13 Settembre 2021

Il ferribotto

 

L’ingegnere Giacomo Buonomo aveva un sogno: voleva che la capitale dell’impero romano e quella dell’impero bizantino si ricongiungessero. Roma-Costantinopoli, andata e ritorno.

Per questo un giorno partì verso la terra d’Otranto, in quello che doveva essere il punto nevralgico del percorso, il ponte verso i Balcani. Ci vollero giorni perché l’ingegnere partenopeo riuscisse a raggiungere la costa adriatica partendo da Napoli. Fu anche in quel momento che realizzò quanto fosse carente e pietosa la linea ferroviaria che collegava i maggiori centri del Meridione d’Italia. Lo sapeva già, lo aveva studiato, ma viverlo sulla propria pelle è tutta un’altra storia.

In fondo era per questo che si era intestardito nel suo sogno, per migliorare le condizioni delle linee ferroviarie meridionali, anche quando molti colleghi gli avevano detto: «Lasci perdere, figuriamoci se da Roma riescono a realizzare una cosa del genere! Se ci fossero ancora i Borbone, forse qualcosa si poteva fare, ma con questi!…».

E invece Giacomo Buonomo ci credeva fortemente al progetto, che si concretizzò nella sua mente nei primi anni del nuovo secolo. Qualcuno prima di lui, pochi anni prima, lo aveva già tentato, ma quelli non avevano capito che Durazzo era la scelta sbagliata e per questo il loro disegno era naufragato: la scelta giusta era Valona.

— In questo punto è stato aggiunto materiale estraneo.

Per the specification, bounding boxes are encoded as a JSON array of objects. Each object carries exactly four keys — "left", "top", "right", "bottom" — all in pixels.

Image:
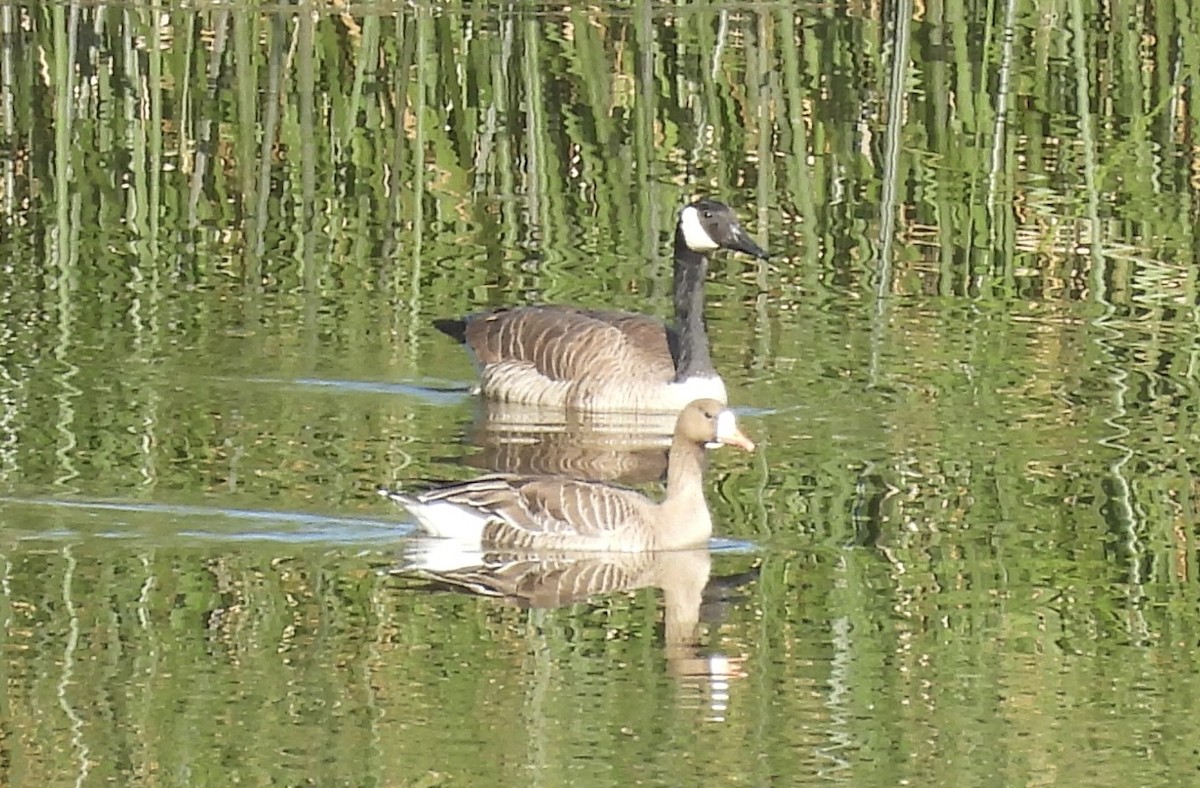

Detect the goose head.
[
  {"left": 676, "top": 399, "right": 754, "bottom": 451},
  {"left": 676, "top": 199, "right": 767, "bottom": 260}
]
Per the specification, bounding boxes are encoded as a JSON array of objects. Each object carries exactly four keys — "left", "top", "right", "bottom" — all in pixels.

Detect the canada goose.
[
  {"left": 433, "top": 199, "right": 767, "bottom": 413},
  {"left": 379, "top": 399, "right": 754, "bottom": 553},
  {"left": 463, "top": 399, "right": 679, "bottom": 485}
]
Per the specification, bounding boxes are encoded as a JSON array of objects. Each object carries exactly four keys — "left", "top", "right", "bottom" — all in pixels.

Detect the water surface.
[{"left": 0, "top": 0, "right": 1200, "bottom": 786}]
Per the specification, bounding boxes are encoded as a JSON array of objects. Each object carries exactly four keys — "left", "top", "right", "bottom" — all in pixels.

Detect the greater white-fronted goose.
[
  {"left": 379, "top": 399, "right": 754, "bottom": 553},
  {"left": 433, "top": 199, "right": 767, "bottom": 413}
]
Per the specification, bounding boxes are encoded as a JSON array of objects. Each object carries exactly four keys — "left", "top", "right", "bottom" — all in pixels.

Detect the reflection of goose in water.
[
  {"left": 380, "top": 399, "right": 754, "bottom": 552},
  {"left": 394, "top": 539, "right": 754, "bottom": 718},
  {"left": 434, "top": 200, "right": 767, "bottom": 413}
]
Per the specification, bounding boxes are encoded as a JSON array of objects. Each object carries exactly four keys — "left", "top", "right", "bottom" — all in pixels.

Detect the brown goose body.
[
  {"left": 434, "top": 200, "right": 767, "bottom": 413},
  {"left": 380, "top": 399, "right": 754, "bottom": 553}
]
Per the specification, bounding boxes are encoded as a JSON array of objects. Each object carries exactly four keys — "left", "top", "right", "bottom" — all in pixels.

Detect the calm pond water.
[{"left": 0, "top": 0, "right": 1200, "bottom": 786}]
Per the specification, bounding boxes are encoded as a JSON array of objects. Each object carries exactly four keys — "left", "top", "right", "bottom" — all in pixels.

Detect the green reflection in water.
[{"left": 0, "top": 0, "right": 1200, "bottom": 786}]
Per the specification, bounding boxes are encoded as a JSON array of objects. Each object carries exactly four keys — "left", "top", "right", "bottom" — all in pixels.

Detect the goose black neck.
[{"left": 674, "top": 230, "right": 716, "bottom": 380}]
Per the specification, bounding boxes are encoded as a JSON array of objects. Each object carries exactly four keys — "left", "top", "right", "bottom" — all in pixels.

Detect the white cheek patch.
[
  {"left": 679, "top": 205, "right": 721, "bottom": 252},
  {"left": 716, "top": 410, "right": 738, "bottom": 441}
]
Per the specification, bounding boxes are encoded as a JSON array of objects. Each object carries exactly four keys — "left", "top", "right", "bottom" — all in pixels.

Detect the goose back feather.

In primis bisognava far arrivare il treno da Roma a Lecce e da lì fino alle coste adriatiche. Un servizio di ferribotto (un traghetto, per intenderci) avrebbe portato uomini e merci sull’altra sponda del Canale d’Otranto. Poi si trattava di costruire una linea ferroviaria di ben 260 km da Valona fino a Monastir e lì collegarla con quella già esistente, che da Monastir arrivava fino a Costantinopoli, la ferrovia del famoso Orient Express. Il progetto prese il nome altisonante di Transbalcanica italiana.

Un’impresa titanica, Buonomo lo sapeva; ma un’impresa che avrebbe dato lustro all’Italia, al piccolo regno che voleva anche lui affacciarsi sullo scacchiere dei grandi imperi europei.

Quando andai ad accoglierlo a Lecce e conversai con lui davanti ad una gustosa cremolata, trovai un uomo dal fare deciso e irreprensibile. Una carrozza ci portò (non molto agevolmente) fino alla costa. E fu allora che vide per la prima volta Torre dell’Orso. L’ingegnere rimase incantato, ed io, innanzitutto come suo collega e poi come padrone di casa, gli spiegai quanto quella spiaggia di sabbia finissima sarebbe stato l’approdo ideale per chi fosse venuto dall’Oriente, come lo era stato fin dall’antichità. Sarebbe stato facile far venire il treno da Lecce a Torre dell’Orso, su un terreno tutto pianeggiante, e non ci sarebbe voluto neanche tanto per costruire un porto adeguato, in una rada esente da insabbiamento. Torre dell’Orso era la soluzione; gli dissi: «Sapete che dall’altra parte del Canale, vicino Valona, c’è una spiaggia con lo stesso nome? La baia dell’orso si chiama. Questo è il punto più stretto di tutto il Canale e, come tale, capirete che sarebbe il più opportuno».

Al tempo ero meno disincantato di oggi e a queste cose ci tenevo, a fare della mia terra un luogo nuovo, una provincia all’avanguardia, aperta al mondo intero. Sognavo signorine vestite di amoerre turchino, con ampi cappelli e valigioni da ammazzare un facchino, che potessero scendere dal ferribotto nella baia di Torre dell’Orso, con la bocca aperta, ad ammirare lo spettacolo della natura, accompagnate da istrioniche guide turistiche.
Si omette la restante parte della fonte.